Adam Tenenbaum, a 38-year-old circus makeup artist, has with the help of friends festooned his front-yard tree with more than 30 hanging lamps, some from garage sales and others he made by hand. He started the quizzical project six years ago after acquiring a couple unwanted chandeliers from a set-building gig. Because his neighbors appear to be cool, non-NIMBYish sorts, he continues adding on lights, using his skills as a general contractor to prevent the whole thing going up in an intense electrical blaze during rainstorms.
"I basically consider my front yard to be like public domain," says Tenenbaum over the phone. And indeed it's become a popular community gathering spot in L.A., with Friday nights seeing children bouncing on a trampoline and adults exchanging gossip. "It's like your local bar, without the alcohol."
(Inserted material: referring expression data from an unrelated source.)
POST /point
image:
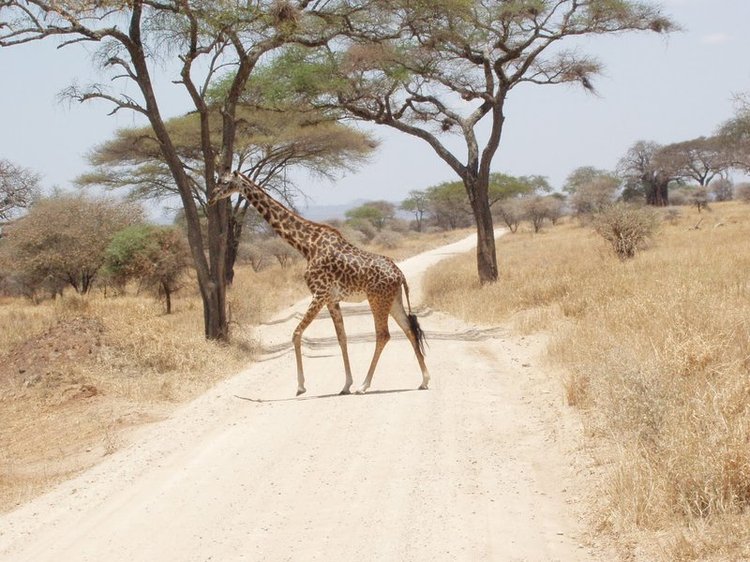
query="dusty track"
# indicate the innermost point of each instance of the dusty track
(476, 468)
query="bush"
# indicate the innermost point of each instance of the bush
(626, 228)
(281, 250)
(388, 239)
(742, 192)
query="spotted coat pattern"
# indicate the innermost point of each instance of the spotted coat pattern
(336, 271)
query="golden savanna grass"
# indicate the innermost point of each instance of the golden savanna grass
(78, 373)
(657, 355)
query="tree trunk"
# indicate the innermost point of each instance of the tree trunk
(167, 296)
(486, 255)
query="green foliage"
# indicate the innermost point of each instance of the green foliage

The world might not know of this enchanting art tree had not local filmmaker Colin Kennedy recently made the poetic tribute you see above. Since the video hit the Internet this week, the pedestrian traffic under the tree has become "big time – pretty damn busy," Tenenbaum says. But that's fine with him. "It's quite a unique thing to have something that doesn't have any labels or corporate support," he says. "It's really lived off the neighborhood's support.... It's just a magical playground, a fun place to hang out."
Check it out the next time you're at 2811 W. Silver Lake Drive. And if you want to help maintain it, drop a quarter into the parking meter that Tenenbaum has dollied up in a big-top fashion. "It's like lighting 30-plus rooms at a time," he says, adding that his electric bills are "off the chart."